参会人员甲:“既然成立我们自己的组织,那我们以后就是一家人了,就应该真正团结起来,相互关照和帮助。如果大家还像过去那样,单打独斗地干,单枪匹马地闯,那成立起来的农电工联合组织就没有了什么作用,就失去了它应有的意义。”

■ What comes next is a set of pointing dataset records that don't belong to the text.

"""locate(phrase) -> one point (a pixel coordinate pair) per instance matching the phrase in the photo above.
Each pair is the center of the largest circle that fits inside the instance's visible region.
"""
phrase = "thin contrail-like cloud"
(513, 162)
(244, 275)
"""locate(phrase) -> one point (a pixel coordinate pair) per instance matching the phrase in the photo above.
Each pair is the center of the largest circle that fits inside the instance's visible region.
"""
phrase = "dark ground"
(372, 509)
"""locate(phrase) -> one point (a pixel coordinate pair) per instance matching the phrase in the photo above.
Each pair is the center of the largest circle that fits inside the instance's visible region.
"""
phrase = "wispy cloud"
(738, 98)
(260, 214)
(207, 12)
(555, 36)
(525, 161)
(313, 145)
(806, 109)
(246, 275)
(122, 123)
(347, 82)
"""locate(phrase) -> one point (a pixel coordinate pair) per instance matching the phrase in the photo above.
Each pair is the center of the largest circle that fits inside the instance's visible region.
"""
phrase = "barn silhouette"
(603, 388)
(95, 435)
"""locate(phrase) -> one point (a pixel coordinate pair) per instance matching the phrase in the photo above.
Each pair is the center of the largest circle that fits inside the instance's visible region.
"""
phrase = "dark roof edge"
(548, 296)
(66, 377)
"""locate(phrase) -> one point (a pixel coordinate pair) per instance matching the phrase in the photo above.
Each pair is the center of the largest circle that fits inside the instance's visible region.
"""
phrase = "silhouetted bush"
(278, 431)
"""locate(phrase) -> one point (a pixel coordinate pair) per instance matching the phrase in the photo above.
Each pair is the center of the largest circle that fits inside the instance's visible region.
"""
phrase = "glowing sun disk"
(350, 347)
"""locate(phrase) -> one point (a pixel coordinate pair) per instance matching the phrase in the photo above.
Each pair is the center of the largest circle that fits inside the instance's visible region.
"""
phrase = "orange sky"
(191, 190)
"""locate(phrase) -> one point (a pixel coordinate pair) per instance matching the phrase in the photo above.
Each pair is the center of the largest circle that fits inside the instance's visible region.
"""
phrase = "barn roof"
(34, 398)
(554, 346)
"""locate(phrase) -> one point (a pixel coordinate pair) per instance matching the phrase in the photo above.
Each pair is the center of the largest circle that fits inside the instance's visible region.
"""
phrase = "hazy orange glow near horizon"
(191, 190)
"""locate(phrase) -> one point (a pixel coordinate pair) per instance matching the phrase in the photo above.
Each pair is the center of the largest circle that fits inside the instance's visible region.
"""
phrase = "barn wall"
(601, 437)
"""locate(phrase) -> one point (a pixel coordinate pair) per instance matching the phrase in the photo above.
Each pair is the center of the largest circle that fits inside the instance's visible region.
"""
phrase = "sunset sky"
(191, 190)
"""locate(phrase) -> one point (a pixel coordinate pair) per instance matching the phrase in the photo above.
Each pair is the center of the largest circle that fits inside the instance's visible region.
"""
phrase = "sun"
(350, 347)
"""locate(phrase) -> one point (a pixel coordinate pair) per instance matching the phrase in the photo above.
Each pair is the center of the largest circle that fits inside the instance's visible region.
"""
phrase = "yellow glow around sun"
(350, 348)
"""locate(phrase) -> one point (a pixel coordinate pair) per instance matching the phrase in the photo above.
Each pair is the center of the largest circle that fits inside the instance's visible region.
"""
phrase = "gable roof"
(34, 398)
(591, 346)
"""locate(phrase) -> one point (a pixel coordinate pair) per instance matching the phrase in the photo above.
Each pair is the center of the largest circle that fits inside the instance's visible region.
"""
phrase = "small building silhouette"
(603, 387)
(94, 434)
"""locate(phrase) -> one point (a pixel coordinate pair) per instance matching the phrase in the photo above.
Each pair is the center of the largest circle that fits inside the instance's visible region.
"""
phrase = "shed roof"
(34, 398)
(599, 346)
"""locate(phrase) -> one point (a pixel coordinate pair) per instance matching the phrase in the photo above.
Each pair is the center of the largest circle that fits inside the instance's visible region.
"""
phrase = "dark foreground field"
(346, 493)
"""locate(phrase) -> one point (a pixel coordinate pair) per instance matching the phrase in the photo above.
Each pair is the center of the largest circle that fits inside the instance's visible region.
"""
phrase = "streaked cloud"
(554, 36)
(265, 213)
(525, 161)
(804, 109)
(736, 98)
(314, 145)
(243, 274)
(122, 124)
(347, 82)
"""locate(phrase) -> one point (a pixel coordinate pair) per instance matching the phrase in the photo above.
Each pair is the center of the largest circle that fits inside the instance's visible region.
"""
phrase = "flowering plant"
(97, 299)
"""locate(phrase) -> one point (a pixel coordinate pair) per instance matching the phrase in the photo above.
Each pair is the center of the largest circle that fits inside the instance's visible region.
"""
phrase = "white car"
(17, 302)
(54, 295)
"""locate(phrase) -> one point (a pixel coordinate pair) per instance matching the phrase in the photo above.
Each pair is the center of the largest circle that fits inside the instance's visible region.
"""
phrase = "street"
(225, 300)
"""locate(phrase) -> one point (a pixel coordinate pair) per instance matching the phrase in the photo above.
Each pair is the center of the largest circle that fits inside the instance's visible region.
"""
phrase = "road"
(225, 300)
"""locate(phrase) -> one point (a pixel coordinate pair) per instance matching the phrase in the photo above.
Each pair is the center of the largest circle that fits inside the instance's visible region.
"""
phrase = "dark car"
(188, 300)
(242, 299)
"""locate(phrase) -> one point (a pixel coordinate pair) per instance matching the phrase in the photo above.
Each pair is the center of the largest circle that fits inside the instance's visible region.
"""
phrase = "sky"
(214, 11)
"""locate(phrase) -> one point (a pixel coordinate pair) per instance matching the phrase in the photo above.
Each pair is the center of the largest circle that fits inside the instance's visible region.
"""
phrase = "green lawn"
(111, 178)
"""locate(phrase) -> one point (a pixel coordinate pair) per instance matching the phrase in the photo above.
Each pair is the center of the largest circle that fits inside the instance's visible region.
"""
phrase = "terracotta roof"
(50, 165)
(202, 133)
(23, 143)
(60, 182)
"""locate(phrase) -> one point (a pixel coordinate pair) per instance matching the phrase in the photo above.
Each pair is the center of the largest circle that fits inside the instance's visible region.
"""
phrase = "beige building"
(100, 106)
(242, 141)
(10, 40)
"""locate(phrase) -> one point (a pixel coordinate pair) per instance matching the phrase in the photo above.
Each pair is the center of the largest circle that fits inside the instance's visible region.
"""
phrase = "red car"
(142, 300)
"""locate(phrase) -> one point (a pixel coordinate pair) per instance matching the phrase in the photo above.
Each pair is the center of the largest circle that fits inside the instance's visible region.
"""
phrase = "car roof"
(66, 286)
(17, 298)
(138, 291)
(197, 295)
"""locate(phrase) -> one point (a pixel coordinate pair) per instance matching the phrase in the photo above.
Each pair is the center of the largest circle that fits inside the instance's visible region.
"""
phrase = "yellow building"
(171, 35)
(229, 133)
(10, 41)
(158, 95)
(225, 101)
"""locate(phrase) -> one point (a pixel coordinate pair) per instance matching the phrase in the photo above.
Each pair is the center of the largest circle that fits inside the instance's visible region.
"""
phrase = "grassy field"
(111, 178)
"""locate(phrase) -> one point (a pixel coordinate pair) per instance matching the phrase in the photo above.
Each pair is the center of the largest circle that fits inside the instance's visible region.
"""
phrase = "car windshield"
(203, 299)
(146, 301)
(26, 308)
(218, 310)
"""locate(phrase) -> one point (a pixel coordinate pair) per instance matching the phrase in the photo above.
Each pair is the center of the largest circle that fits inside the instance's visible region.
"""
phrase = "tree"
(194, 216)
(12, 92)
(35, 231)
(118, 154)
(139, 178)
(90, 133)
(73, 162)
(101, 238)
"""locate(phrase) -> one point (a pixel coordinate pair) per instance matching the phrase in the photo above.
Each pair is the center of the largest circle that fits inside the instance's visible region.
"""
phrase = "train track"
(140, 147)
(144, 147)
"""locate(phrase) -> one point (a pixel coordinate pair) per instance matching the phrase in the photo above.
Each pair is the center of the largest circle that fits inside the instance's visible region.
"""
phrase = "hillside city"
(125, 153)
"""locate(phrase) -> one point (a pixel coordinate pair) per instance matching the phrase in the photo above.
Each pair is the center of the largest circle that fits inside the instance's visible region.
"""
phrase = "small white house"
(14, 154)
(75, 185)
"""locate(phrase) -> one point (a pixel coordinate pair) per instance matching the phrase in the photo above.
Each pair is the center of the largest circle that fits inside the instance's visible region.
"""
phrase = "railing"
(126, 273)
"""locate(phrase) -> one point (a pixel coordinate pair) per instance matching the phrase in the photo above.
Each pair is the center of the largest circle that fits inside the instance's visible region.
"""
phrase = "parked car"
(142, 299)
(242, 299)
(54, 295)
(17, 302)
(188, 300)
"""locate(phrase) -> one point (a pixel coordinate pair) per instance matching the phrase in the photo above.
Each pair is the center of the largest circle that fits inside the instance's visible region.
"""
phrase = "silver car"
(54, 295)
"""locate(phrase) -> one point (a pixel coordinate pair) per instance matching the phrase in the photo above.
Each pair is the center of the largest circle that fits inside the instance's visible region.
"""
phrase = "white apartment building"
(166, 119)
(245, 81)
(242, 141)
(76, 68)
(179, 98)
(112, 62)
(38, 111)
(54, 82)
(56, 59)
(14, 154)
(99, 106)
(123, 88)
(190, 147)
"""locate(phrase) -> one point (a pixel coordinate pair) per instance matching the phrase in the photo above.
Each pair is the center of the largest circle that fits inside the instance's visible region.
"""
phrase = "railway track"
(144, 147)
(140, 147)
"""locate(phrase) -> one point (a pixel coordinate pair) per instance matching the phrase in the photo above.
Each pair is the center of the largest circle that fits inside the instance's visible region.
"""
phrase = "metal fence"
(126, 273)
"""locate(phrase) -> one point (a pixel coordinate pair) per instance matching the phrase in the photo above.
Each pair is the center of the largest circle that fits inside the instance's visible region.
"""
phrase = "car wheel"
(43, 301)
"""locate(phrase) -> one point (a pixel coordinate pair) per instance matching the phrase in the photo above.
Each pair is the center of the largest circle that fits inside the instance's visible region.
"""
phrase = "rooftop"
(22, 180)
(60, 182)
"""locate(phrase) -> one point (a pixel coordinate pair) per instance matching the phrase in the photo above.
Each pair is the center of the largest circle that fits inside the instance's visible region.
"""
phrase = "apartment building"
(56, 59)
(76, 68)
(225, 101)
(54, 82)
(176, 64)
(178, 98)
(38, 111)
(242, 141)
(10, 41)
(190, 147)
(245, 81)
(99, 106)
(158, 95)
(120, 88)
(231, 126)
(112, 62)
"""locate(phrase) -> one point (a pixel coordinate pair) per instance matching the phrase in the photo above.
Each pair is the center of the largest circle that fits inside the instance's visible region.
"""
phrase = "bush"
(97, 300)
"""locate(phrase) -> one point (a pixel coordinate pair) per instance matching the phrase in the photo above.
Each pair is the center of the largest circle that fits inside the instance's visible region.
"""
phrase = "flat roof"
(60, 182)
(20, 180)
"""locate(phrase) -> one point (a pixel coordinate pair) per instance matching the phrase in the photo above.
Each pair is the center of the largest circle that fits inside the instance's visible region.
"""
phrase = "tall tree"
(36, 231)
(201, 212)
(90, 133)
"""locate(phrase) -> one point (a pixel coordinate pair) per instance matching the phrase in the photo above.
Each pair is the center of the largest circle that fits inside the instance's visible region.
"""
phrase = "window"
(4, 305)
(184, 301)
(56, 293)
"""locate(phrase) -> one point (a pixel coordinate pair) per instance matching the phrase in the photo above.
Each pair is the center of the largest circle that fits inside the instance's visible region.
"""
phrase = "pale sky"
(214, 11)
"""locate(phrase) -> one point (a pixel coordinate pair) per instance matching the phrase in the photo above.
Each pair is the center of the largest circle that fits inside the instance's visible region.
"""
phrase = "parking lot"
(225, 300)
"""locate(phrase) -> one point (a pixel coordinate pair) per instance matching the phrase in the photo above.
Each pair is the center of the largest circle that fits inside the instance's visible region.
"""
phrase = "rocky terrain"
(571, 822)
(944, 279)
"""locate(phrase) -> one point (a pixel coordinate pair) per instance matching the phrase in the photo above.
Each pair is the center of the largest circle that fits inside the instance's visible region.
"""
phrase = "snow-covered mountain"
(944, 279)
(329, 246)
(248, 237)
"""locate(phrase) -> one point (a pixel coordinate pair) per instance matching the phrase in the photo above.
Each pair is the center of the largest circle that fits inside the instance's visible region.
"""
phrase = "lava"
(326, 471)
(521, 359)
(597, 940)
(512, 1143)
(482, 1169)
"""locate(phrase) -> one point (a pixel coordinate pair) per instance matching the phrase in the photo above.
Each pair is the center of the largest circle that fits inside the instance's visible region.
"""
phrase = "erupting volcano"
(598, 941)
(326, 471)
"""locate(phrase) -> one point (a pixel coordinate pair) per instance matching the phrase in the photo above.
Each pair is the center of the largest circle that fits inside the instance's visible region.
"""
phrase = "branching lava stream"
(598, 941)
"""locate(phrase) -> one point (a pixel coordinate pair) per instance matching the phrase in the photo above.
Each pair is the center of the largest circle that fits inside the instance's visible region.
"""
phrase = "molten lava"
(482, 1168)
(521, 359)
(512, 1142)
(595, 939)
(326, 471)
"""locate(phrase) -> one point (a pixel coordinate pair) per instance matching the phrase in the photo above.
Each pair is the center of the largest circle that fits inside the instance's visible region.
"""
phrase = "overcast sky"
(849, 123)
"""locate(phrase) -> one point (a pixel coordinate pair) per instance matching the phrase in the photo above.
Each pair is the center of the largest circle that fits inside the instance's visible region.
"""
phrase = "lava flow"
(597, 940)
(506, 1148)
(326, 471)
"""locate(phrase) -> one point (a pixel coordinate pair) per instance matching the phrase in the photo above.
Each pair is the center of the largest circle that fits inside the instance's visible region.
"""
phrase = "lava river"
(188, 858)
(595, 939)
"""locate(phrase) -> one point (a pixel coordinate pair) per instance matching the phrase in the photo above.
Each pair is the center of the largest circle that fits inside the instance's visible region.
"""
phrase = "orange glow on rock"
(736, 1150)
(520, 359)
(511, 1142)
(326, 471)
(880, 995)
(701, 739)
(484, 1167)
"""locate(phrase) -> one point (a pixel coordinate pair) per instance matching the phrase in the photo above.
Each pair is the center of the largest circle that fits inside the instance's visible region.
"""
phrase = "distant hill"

参会人丙:“我觉得,农电工联合组织成立后,一定要对我们这些规模小的农电企业,还有就是个体农电工,在技术培养上多做点工作,因为现代电力安装技术一直处于快速更新时期,稍不注意,在安装技术和工艺方面,就会落后,就会被淘汰。还有就是在工程业务承揽方面,我觉也可以以组织的名义出面,参与各种工程的投标,我想这样总比我们这些小公司在实力上,让别人相信得多,胜出的可能性也大一些。”
参会人丁:“对,比如上次我们公司找不到工程,我就请穿越公司贝总帮忙,人家对方听说是穿越公司介绍来的,就对我们明显要相信得多,态度也客气了许多。”
参会人员丙:“所以我们都赞成成立农电工联合组织,目的一个,就是要加强团结,精诚合作,互通信息,互相帮助,只有这样,才能充分发挥我们农电工联合组织的真正作用,才能使大家共同发展,才能把我市建设成为名符其实的农电工之乡,为推动赢州的经济发展做出我们应有的贡献。”
大家点头。
参会人员丁又说:“我们也愿意参加即将成立的农电工联合组织,但我们希望,或者说是强烈要求,市委市政府在本地电力建设工程承建方面给予一定的关照,在工程竞标时,至少在同等条件下能得到优先考虑,毕竟是本土企业,应当予以大力扶持,又毕竟是民营小企业,无论在哪方面与其它外地的、大的电力企业相比,都不具备竞争优势,所以应该有所侧重。”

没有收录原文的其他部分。